Basem Ahmed


AraBEM at WANLP 2022 Shared Task: Propaganda Detection in Arabic Tweets
Eshrag Ali Refaee | Basem Ahmed | Motaz Saad
Proceedings of the The Seventh Arabic Natural Language Processing Workshop (WANLP)

Propaganda is information or ideas that an organized group or government spreads to influence peopleś opinions, especially by not giving all the facts or secretly emphasizing only one way of looking at the points. The ability to automatically detect propaganda-related linguistic signs is a challenging task that researchers in the NLP community have recently started to address. This paper presents the participation of our team AraBEM in the propaganda detection shared task on Arabic tweets. Our system utilized a pre-trained BERT model to perform multi-class binary classification. It attained the best score at 0.602 micro-f1, ranking third on subtask-1, which identifies the propaganda techniques as a multilabel classification problem with a baseline of 0.079.
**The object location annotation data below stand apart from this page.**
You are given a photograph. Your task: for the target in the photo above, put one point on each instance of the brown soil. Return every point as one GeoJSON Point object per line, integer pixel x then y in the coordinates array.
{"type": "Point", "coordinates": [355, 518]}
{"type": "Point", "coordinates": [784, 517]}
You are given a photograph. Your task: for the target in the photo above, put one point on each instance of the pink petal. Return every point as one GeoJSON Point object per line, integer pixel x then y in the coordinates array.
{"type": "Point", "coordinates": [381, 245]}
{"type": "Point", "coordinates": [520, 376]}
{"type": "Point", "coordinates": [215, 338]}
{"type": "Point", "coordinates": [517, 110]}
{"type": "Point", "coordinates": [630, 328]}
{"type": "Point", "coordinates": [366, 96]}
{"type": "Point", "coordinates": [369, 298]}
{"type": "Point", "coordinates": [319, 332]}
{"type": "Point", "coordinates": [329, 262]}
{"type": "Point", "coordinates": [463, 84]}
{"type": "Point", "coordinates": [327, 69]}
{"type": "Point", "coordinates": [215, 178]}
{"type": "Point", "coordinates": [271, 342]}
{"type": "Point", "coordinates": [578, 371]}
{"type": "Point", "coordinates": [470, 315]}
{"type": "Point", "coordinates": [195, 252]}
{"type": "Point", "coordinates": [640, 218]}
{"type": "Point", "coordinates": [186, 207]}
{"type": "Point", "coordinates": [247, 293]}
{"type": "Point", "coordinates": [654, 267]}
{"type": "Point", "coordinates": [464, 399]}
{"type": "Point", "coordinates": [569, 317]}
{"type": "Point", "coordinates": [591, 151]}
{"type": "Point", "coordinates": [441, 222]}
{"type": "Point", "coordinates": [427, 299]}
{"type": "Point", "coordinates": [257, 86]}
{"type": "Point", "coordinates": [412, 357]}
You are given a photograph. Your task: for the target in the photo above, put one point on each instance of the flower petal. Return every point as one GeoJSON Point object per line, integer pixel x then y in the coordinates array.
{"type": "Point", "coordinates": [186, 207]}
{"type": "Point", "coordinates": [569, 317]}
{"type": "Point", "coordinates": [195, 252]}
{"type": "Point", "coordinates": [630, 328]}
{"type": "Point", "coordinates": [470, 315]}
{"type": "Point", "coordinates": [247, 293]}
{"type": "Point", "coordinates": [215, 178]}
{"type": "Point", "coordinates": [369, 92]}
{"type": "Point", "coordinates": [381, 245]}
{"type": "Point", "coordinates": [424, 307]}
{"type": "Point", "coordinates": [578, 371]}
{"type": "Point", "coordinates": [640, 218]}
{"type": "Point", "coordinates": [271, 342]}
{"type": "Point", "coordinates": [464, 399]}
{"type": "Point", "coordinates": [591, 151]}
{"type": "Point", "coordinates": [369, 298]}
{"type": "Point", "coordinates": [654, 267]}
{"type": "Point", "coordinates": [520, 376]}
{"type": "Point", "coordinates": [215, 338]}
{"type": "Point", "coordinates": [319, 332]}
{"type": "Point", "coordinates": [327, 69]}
QQATeam at Qur’an QA 2022: Fine-Tunning Arabic QA Models for Qur’an QA Task
Basem Ahmed | Motaz Saad | Eshrag A. Refaee
Proceedinsg of the 5th Workshop on Open-Source Arabic Corpora and Processing Tools with Shared Tasks on Qur'an QA and Fine-Grained Hate Speech Detection

The problem of auto-extraction of reliable answers from a reference text like a constitution or holy book is a real challenge for the natural languages research community. Qurán is the holy book of Islam and the primary source of legislation for millions of Muslims around the world, which can trigger the curiosity of non-Muslims to find answers about various topics from the Qurán. Previous work on Question Answering (Q&A) from Qurán is scarce and lacks the benchmark of previously developed systems on a testbed to allow meaningful comparison and identify developments and challenges. This work presents an empirical investigation of our participation in the Qurán QA shared task (2022) that utilizes a benchmark dataset of 1,093 tuples of question-Qurán passage pairs. The dataset comprises Qurán verses, questions and several ranked possible answers. This paper describes the approach we follow with our participation in the shared task and summarises our main findings. Our system attained the best score at 0.63 pRR and 0.59 F1 on the development set and 0.56 pRR and 0.51 F1 on the test set. The best results of the Exact Match (EM) score at 0.34 indicate the difficulty of the task and the need for more future work to tackle this challenging task.